A whirlwind trip to California and back, and though it was lovely to go, I have to say that Cleveland's starting to feel a bit more like home.
Of course, it doesn't hurt that I'm working hard on bringing a bit of the West Coast out for a visit: a few of my favorite DJs -- FreQ Nasty and that whacky, wild, totally purple-icious crew the Fungineers -- will be wingin' their way from out west to join us for STEP OUT, Cleveland: Shake off the Rust, a program I'm putting together with LAND studio on behalf of the Cleveland Public Library.
In addition, we'll be welcoming dance professionals from across the county to speak about storytelling and shaping community through dance -- a topic that gets at the very core about what makes places like the Bay Area so exciting and nourishing for energetic and creative young people, and why it's so awesome -- and significant for a Cleveland that's intent on attracting young folks back home -- that we're starting to welcome more events like this!

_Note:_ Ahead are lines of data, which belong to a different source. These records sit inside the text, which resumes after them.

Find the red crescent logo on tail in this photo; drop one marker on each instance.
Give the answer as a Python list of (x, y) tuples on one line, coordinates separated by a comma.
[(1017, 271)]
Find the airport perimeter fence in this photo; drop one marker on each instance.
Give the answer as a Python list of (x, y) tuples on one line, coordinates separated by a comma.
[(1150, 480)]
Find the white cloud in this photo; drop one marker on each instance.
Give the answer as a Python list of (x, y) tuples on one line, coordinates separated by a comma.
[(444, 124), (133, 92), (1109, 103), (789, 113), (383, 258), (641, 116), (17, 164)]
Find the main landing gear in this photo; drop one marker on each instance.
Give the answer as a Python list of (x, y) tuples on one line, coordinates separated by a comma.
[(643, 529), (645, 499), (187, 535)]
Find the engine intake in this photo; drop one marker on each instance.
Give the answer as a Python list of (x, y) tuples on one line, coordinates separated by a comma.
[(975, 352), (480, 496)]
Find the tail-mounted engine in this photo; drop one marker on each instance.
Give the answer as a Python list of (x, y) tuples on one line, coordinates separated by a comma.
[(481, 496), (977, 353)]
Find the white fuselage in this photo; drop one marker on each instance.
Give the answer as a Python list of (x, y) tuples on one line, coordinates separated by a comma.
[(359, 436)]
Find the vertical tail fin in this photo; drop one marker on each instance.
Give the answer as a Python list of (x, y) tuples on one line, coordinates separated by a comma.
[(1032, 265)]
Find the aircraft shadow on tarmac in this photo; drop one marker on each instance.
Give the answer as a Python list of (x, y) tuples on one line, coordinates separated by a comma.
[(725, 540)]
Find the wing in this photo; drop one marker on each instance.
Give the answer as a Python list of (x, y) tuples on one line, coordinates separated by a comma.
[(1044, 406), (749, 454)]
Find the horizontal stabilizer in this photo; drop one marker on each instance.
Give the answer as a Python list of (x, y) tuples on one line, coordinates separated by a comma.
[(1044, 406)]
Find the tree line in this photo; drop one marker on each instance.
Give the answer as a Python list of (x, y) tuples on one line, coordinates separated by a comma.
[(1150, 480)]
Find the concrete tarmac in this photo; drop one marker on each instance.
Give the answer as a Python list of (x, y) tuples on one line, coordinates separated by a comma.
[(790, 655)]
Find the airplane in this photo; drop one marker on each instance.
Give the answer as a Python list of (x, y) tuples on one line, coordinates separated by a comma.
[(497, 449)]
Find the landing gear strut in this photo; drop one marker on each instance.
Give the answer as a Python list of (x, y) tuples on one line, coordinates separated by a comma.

I remember when I first experienced Bay Area Dance Week -- an entire ten days during which studios opened their doors and accepted people from all backgrounds to come practice. I was astounded because -- growing up in Cleveland and beginning my "career" as a dancer quite late -- I felt there was really no option, or even point, really, to someone my age starting to learn. Adult-beginner classes were few and far between, and even when one was found, it was still disheartening to find that "adult" often included twelve year olds who could throw their leg up over their heads. If you weren't destined to be a professional dancer, at some point you just stopped dancing.
The Bay Area, by contrast, offered worlds more in terms of all-level classes -- and all disciplines, as well: aerial silks, trapeze, hooping, strange new forms like Contact Improv and Ecstatic Dance. Even more miraculously, dancers blurred the line between "audience" and "performer," "professional" and not. Hobbyists would get good enough to start teaching classes on their own, or even open small studios as side businesses. Going into a club, it wasn't unusual to see people hooping, spinning poi, performing acro yoga or just dancing so skillfully that, even if they weren't hired to perform, they certainly good have been. I wrote a cover article for the San Francisco Bay Guardian about an unhappy, overweight anthropology grad student who turned her life around by re-branding herself Hoop Girl. She now helps women all over make the same transformation. In the Bay, dance is practiced joyously in communities, and taken seriously as a way of life that transcends boundaries.
When I was first asked if I could help put a dance program together for LAND, these are all the things I thought about. I wanted to nourish that same feeling of permission to inhabit the body, permission to practice dance.
I'm happy to say that, in reaching out to the dance community to put this program together, I have found that it is already happening here in Cleveland. All those same art forms -- poi, cirque, burlesque and more -- are alive and well (and will be represented at STEP OUT)! The independent studios exists. The community is ready to move together! I'm so honored and lucky to have found them, and excited to see everyone together, November 8th and 9th at the Global Center for Health Innovation!